5 Steps to Get the Most Out of Your Staff

Steps to Get the Most Out of Your Staff

Real success in the food and beverage business requires constant attention to all facets of your operation.  Your physical space, product offerings, value and a multitude of other factors must be consistently excellent in order for your establishment to flourish.

That being said, it is and always has been my position that our industry is fundamentally a people business.  While the decisions managers and owners make are important, success is mostly dependent upon your customers and your staff’s ability to meet or exceed the expectations of these customers.  Your employees are tasked with delivering your vision and nurturing your establishment’s relationship with your customer.  Getting the most from your team is of critical importance.  Here’s how.

1.Your Applicants -- Hire the right people for the right jobs

It is important for managers and owners to identify the skills and characteristics of applicants that likely predict highly performing employees.  To accomplish this, write position descriptions and then list the traits associated with exceptional employees currently filling these positions.  Are your best employees fast, personable, conscientious, reliable?  This is referred to as “benchmarking your own.”  Benchmarking helps you to understand why certain employees are great and provides you a very good chance to find others who are similar.

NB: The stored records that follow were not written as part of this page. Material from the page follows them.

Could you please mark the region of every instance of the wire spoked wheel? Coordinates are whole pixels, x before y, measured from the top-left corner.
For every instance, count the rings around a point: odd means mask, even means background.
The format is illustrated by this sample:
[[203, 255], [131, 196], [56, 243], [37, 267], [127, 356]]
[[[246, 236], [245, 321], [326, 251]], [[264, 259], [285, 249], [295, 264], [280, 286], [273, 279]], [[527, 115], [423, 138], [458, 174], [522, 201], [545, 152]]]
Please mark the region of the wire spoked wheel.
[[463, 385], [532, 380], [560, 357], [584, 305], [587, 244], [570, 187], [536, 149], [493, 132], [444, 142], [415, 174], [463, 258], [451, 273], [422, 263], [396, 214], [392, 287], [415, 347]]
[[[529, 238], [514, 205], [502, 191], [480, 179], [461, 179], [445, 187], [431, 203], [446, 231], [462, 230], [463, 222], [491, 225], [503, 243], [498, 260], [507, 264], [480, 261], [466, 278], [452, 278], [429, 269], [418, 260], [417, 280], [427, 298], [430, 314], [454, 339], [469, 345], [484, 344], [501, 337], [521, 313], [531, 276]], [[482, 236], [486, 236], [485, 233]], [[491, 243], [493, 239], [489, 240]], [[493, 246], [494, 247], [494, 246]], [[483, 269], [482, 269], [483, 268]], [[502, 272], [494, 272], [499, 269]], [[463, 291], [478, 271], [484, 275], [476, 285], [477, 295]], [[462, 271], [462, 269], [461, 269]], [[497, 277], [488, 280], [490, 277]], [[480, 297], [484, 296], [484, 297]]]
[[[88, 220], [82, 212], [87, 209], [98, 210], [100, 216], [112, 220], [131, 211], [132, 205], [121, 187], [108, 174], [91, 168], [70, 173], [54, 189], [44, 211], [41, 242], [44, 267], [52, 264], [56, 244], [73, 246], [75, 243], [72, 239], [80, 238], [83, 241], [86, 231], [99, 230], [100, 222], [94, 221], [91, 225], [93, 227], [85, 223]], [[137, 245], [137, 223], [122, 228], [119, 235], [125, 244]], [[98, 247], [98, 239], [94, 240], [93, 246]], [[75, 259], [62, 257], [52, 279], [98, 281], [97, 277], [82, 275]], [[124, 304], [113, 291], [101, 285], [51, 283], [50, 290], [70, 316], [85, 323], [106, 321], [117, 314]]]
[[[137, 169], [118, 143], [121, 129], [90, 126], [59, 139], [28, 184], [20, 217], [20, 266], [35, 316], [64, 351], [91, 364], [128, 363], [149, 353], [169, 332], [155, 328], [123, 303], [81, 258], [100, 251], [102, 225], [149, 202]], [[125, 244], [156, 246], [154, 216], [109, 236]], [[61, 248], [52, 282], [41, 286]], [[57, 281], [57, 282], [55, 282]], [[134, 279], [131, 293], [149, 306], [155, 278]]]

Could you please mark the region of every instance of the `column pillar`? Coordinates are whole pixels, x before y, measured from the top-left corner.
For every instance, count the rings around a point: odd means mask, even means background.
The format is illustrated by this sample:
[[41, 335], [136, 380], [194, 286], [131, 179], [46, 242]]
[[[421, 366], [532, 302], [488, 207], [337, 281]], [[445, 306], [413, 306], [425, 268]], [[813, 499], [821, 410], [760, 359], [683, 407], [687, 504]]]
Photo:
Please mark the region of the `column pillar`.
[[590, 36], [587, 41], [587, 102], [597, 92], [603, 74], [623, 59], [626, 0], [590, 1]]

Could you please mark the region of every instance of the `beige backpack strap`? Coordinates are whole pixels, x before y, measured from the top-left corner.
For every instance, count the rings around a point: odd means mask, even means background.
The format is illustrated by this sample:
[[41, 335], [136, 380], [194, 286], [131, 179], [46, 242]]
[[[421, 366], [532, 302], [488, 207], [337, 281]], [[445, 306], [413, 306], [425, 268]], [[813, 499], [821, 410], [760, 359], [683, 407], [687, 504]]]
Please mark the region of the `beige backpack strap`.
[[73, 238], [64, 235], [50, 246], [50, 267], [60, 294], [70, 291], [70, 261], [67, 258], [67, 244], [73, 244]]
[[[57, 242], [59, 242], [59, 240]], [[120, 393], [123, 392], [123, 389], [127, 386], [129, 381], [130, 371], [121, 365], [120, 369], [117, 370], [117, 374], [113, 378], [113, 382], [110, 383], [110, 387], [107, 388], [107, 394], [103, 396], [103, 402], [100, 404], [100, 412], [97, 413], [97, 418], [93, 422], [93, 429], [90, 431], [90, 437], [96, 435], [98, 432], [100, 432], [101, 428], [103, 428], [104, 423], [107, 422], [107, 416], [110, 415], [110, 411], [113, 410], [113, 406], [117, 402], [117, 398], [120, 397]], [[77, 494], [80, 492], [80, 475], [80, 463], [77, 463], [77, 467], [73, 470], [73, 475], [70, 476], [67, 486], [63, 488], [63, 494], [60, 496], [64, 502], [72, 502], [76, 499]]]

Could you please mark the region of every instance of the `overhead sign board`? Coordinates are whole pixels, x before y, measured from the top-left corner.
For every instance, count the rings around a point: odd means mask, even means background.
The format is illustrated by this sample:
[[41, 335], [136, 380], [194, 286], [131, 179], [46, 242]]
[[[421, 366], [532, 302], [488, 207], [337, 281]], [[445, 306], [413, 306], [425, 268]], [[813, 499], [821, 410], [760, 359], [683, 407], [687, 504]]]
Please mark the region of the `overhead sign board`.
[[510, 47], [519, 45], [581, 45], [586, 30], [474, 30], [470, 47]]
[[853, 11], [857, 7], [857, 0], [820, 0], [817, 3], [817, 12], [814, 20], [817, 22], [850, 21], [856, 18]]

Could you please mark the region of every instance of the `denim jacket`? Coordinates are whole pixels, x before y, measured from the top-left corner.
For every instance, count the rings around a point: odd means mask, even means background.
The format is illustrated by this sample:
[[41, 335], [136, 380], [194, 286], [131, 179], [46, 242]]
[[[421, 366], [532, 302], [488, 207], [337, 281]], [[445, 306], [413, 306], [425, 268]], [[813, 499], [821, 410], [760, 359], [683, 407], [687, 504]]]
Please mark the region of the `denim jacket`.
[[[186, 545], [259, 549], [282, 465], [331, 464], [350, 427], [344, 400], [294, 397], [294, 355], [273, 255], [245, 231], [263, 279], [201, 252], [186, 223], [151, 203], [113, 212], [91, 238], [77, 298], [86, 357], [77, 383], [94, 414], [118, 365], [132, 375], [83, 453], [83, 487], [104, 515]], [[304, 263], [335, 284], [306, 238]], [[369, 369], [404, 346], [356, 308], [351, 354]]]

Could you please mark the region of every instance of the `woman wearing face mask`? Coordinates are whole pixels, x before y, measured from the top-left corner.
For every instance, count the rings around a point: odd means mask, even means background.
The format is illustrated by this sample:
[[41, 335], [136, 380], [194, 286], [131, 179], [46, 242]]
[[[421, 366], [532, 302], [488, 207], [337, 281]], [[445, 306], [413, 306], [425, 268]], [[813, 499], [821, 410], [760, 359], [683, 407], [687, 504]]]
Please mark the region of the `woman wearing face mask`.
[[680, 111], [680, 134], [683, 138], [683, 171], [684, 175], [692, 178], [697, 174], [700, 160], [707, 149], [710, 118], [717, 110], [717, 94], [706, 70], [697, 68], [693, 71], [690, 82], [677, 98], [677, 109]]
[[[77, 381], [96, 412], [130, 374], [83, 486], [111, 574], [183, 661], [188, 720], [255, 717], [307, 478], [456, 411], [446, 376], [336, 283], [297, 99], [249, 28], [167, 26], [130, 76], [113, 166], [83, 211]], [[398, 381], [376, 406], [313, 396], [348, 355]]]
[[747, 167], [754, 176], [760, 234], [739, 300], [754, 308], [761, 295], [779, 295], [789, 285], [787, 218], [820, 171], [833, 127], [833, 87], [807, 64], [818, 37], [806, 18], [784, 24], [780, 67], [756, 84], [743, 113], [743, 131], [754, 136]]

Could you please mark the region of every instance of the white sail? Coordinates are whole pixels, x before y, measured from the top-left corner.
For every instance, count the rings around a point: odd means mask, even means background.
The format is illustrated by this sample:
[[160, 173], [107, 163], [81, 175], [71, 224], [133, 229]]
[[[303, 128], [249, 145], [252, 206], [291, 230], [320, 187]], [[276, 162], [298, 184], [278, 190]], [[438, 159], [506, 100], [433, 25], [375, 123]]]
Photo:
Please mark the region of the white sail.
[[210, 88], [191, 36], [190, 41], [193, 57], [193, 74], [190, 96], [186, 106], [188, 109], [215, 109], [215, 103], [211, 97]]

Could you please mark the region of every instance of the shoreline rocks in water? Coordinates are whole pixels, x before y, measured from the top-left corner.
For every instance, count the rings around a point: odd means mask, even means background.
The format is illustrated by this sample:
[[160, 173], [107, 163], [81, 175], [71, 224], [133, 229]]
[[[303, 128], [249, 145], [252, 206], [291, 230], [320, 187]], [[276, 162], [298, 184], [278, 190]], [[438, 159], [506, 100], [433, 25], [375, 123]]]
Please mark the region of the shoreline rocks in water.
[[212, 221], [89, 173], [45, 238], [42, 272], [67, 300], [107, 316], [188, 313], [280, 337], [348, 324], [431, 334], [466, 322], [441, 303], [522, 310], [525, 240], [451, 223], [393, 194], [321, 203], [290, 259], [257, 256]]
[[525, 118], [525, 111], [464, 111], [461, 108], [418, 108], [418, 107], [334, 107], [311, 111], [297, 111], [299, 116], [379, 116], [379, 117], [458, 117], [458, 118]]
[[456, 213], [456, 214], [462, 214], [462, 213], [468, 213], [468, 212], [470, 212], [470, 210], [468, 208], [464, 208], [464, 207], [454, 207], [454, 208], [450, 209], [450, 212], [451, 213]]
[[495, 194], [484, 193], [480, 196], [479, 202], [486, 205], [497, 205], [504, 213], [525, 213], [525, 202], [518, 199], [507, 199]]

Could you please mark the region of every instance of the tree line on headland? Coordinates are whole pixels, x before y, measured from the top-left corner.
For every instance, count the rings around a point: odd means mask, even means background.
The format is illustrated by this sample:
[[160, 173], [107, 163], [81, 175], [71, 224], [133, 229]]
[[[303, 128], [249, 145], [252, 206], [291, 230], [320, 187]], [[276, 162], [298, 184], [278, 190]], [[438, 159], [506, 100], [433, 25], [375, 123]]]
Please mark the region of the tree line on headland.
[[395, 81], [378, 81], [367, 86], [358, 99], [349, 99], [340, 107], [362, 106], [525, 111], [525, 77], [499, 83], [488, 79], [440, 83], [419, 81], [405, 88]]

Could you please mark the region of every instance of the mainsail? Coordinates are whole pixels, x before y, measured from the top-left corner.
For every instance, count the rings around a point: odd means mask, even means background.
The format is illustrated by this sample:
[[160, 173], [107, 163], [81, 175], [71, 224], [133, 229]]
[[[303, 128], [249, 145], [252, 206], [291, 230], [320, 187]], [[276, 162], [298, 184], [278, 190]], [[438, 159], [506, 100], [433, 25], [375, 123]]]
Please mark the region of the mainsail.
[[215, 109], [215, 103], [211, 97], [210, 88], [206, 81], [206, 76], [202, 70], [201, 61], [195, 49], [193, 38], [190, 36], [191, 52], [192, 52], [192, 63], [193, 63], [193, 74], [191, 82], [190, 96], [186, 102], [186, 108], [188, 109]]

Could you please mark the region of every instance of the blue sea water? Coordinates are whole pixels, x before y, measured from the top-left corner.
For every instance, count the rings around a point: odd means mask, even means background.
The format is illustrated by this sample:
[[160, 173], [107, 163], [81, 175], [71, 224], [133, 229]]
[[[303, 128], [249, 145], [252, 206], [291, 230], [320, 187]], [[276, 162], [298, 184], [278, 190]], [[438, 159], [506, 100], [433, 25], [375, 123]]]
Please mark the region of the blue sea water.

2.Your New Hires -- Train, Train, Train…and Orient

A strong training and orientation program is critical to the ability of your employees to perform.  New hires need to understand the general operating concept of their new environment as well as specific systems, policies and procedures that must be adhered to.  Additionally, especially as it relates to high customer contact employees like service and bar staff, trainees should be instructed in the nuances of customer service as well as what is expected of them.  A training manual can go a long way to accomplishing this.

Too many operators rely on on-the-job training alone to familiarize their new hires with the operation.  It works well, but not as the only means of training.  A comprehensive training and orientation program results in employees who know what you want from them and have the tools to deliver.

3.Your Current Staff -- Understand What Motivates

So the easy answer is that money motivates, especially in this business.  This being the case, paying more should result in excellent performance.  Obviously, this is not always the case.  While compensation is important, it may not be the sole motivator for some.  It is incumbent upon you to figure out what really motivates each member of your team and then provide it.  Perhaps you have a member of your bar staff who wants to create signature cocktails for your bar or compete in cocktail competitions…let her.  Maybe you have a bartender who aspires to be a bar manager…groom him.

Money is why people work.  But it may not be as much of a motivating factor as, say, creativity or advancement or flexibility or recognition.  Make an effort to understand what motivates and when possible, provide it.  Your effort will be rewarded.

4.Your Message – Reinforce and Reward

If your goal is to get the best out of your employees then you need to constantly and repeatedly communicate to them which of their behaviors are acceptable and which of their behaviors are not.  Over time, especially as it relates to longer term employees, excellent behavior is taken for granted, is expected and is therefore not recognized.  It is important to recognize the excellent acts of all employees all of the time.  It lets the involved party know that they are appreciated and sends a very powerful message to co-workers about what excellence looks like and that it is expected.

It is equally important to point out behaviors that are unacceptable.  Doing so publicly should be avoided when possible and suggestions for improvement should always be included.  Be aware that if bad behavior goes unaddressed, the offending party, as well as the rest of your staff, may then assume the behavior is acceptable.  Your failure to react is referred to as tacit approval…you didn’t say it wasn’t O.K. so it must be O.K.  Even a private admonition can have a profound impact then on all of your employees.

5.Your Current Environment – Create the Right Atmosphere

The atmosphere that you create in your establishment is most significant to squeezing the most out of your employees.   As you might expect, work environments where the stress level is exceptionally high usually result in poorer employee performance.  The bar business is stressful by its very nature.  As a manager, you shouldn’t make it any more stressful than it already is.  Providing appropriate training, staffing to appropriate levels and not constantly micromanaging and criticizing staff are actions you can take to reduce stress on staff and encourage excellent performance.

You might not expect that an environment where there is too little stress can also result in poor employee performance.  Low expectations, overstaffing and lack of supervision can all lead to environment in which employees feel too comfortable.  This level of comfort can lead to apathy and a lack of urgency.

Tightening the screw on your team just the right amount seems the best way to get the most out of them.  This is more an art than science and will vary from operation to operation, staff to staff, manager to manager.  For visual representation of the right balance and the impact of low and high stress on performance, see the graphic representation of the Yerkes-Dodson Law included.  Your goal is to be at the top of the bell curve.